For Patricia German, her standard poodle Sophie is more than just a dog. She is a member of the family.
"I don't know how to describe an attachment like this it's more than a child in some ways," said Patricia German, poodle owner.
About six months ago German received a phone call and learned that, even though she showed no symptoms, young Sophie could be dying from a heart defect.
"The breeder called and let us know that some of her siblings, it was discovered, had heart defects and we should go get her checked," said German.
A pulmonary ultra sound revealed that Sophie did in fact have heart defects and without treatment she could die in less than a year. In this situation, most pet owners wouldn't have many options. But Sonya Gordon, a canine cardiac surgeon at Texas A&M University offered, Sophie and her siblings a second chance.
"I said there's something they do in people, it hasn't been done very much in dogs, I think we could assemble a group here who could probably make that happen," said Dr. Sonya Gordon, canine cardiologist, Texas A&M University.

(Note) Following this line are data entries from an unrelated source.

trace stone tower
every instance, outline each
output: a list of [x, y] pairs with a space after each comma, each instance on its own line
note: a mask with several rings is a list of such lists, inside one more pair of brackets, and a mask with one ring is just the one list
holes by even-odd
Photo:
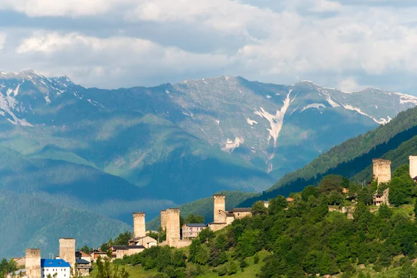
[[378, 179], [378, 185], [391, 181], [391, 161], [373, 159], [373, 179]]
[[133, 237], [146, 236], [145, 213], [133, 213]]
[[26, 249], [25, 268], [28, 278], [40, 278], [40, 249]]
[[75, 238], [59, 239], [59, 257], [69, 263], [71, 268], [75, 265]]
[[167, 244], [176, 247], [179, 241], [179, 209], [168, 208], [167, 218]]
[[161, 227], [163, 231], [167, 229], [167, 211], [161, 211]]
[[214, 195], [214, 222], [226, 223], [226, 195]]
[[414, 179], [417, 177], [417, 156], [409, 157], [410, 162], [410, 177], [411, 179]]

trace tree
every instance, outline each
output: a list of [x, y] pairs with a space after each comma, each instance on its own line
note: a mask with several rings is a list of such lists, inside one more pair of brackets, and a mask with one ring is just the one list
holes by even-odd
[[261, 250], [259, 230], [247, 230], [238, 240], [238, 252], [243, 257], [252, 256]]
[[365, 204], [370, 204], [373, 203], [373, 193], [370, 189], [367, 187], [361, 188], [358, 190], [357, 195], [357, 200], [358, 202], [363, 202]]
[[313, 196], [316, 198], [318, 197], [318, 190], [316, 186], [306, 186], [306, 188], [301, 193], [301, 198], [304, 202], [306, 202], [310, 196]]
[[398, 273], [398, 278], [410, 278], [417, 277], [417, 270], [413, 266], [411, 261], [407, 261], [402, 265], [400, 272]]
[[415, 186], [409, 177], [394, 177], [389, 183], [389, 202], [395, 206], [410, 202]]
[[342, 192], [341, 184], [343, 181], [342, 176], [329, 174], [322, 179], [318, 185], [318, 191], [322, 193], [329, 194], [332, 191]]
[[258, 201], [252, 206], [250, 209], [252, 215], [261, 215], [268, 213], [268, 208], [265, 207], [265, 204], [262, 201]]
[[101, 250], [101, 252], [106, 252], [108, 250], [108, 248], [110, 248], [108, 243], [103, 243], [101, 246], [100, 246], [100, 250]]
[[71, 278], [78, 278], [83, 276], [81, 272], [78, 270], [78, 265], [76, 263], [74, 265], [74, 268], [71, 268]]
[[114, 245], [128, 245], [129, 240], [132, 238], [133, 235], [132, 232], [130, 231], [125, 231], [124, 233], [122, 233], [117, 236], [117, 237], [115, 239]]
[[329, 204], [338, 205], [341, 204], [345, 198], [340, 192], [332, 191], [327, 197], [327, 202]]
[[391, 209], [385, 204], [382, 204], [381, 206], [379, 206], [378, 213], [379, 217], [385, 219], [386, 221], [388, 221], [388, 220], [391, 218], [393, 215], [393, 211], [391, 211]]
[[228, 265], [227, 266], [227, 275], [231, 275], [238, 272], [238, 266], [234, 261], [231, 261], [228, 263]]
[[276, 198], [271, 199], [269, 201], [268, 210], [271, 215], [277, 214], [284, 211], [284, 209], [288, 205], [286, 199], [281, 195], [277, 196]]

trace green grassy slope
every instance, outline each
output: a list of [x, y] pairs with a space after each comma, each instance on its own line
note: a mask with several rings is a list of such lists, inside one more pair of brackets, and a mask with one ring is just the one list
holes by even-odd
[[98, 246], [130, 229], [98, 213], [0, 189], [0, 257], [23, 256], [26, 248], [41, 248], [47, 257], [49, 252], [58, 253], [60, 237], [75, 238], [77, 247]]
[[[245, 199], [257, 196], [257, 193], [248, 193], [241, 191], [220, 191], [218, 194], [226, 195], [226, 209], [231, 209]], [[204, 217], [206, 223], [213, 221], [213, 211], [214, 204], [213, 197], [200, 199], [190, 203], [184, 204], [179, 206], [181, 215], [183, 218], [189, 214], [198, 214]], [[147, 223], [147, 229], [156, 230], [161, 226], [161, 215]]]

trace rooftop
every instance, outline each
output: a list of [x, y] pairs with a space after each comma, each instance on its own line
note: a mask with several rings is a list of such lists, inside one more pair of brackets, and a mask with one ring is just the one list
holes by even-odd
[[70, 268], [70, 263], [66, 262], [62, 259], [41, 259], [41, 268]]
[[90, 264], [90, 262], [88, 261], [85, 261], [83, 260], [82, 259], [76, 259], [75, 260], [75, 262], [76, 263], [76, 264], [78, 265], [85, 265], [85, 264]]
[[229, 212], [232, 213], [250, 213], [250, 208], [234, 208], [231, 211], [229, 211]]
[[75, 252], [75, 256], [90, 256], [90, 255], [88, 254], [86, 254], [82, 251], [76, 251]]
[[204, 227], [206, 227], [207, 225], [205, 224], [202, 224], [202, 223], [188, 223], [188, 224], [184, 224], [184, 226]]
[[129, 249], [145, 249], [142, 245], [115, 245], [112, 246], [115, 250], [129, 250]]

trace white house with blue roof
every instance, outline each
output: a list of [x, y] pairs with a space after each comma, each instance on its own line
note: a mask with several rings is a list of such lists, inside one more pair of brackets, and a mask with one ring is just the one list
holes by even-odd
[[[48, 275], [54, 278], [70, 278], [71, 265], [62, 259], [41, 259], [40, 277], [47, 278]], [[54, 277], [54, 275], [56, 275]]]

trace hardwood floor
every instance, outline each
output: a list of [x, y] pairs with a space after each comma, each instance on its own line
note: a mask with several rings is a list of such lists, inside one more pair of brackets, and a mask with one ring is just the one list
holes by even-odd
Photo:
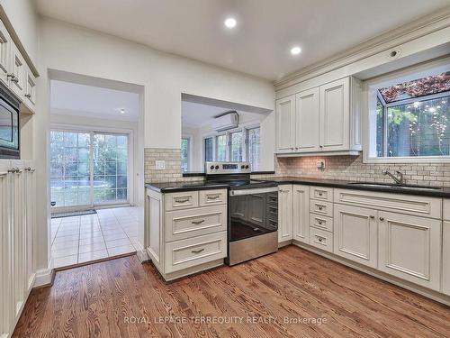
[[449, 337], [450, 309], [289, 246], [169, 284], [136, 256], [60, 271], [14, 336]]

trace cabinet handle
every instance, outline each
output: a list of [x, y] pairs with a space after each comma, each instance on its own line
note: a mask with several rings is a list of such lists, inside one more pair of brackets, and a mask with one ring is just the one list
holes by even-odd
[[200, 220], [200, 221], [193, 221], [193, 222], [192, 222], [192, 224], [202, 224], [202, 223], [203, 223], [203, 222], [204, 222], [204, 219]]
[[186, 203], [189, 201], [189, 198], [183, 198], [183, 199], [176, 199], [175, 200], [176, 203]]
[[204, 249], [200, 249], [200, 250], [193, 250], [191, 252], [192, 253], [200, 253], [202, 251], [204, 251]]

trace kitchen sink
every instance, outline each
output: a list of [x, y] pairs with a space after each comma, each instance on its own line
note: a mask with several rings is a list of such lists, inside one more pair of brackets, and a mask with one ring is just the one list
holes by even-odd
[[426, 186], [414, 186], [414, 185], [396, 185], [396, 184], [389, 184], [389, 183], [373, 183], [373, 182], [349, 182], [349, 184], [359, 186], [359, 187], [391, 187], [392, 189], [400, 189], [400, 190], [429, 190], [436, 191], [441, 190], [440, 187], [426, 187]]

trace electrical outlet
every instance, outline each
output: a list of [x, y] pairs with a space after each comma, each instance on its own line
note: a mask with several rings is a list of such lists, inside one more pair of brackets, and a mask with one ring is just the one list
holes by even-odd
[[166, 169], [166, 161], [165, 160], [155, 160], [155, 169], [164, 170], [165, 169]]

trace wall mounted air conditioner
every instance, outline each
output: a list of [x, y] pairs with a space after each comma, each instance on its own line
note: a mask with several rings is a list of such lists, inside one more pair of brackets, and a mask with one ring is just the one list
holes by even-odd
[[212, 129], [216, 132], [223, 132], [229, 129], [238, 128], [238, 115], [233, 111], [227, 113], [221, 116], [218, 116], [212, 120]]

And they did, for the first time ever, A&M surgeons performed a non-invasive cardiac catheterization repairing the hole in one of the poodle's heart. But the A&M team didn't act alone, since the procedure is commonly done in children, not dogs, a surgeon from Texas Children's Hospital in Houston assisted with the procedure.
"Using the years of experience and technology in children and to be able to apply that to the animal and provide them with the benefit we provide to children is rewarding," said Dr. Ronald Grifka, cardiac surgeon, Texas Children's Hospital.
The first surgery was successfully completed and although the procedure is new for dogs, Gordon says the future is bright.
"It's a very doable procedure in the long run especially if we make a few modifications," said Gordon.
The team will be operating on Sophie and her siblings in the next few days. Now these frisky poodles, that have made canine medical history, will have a chance to become old pooches.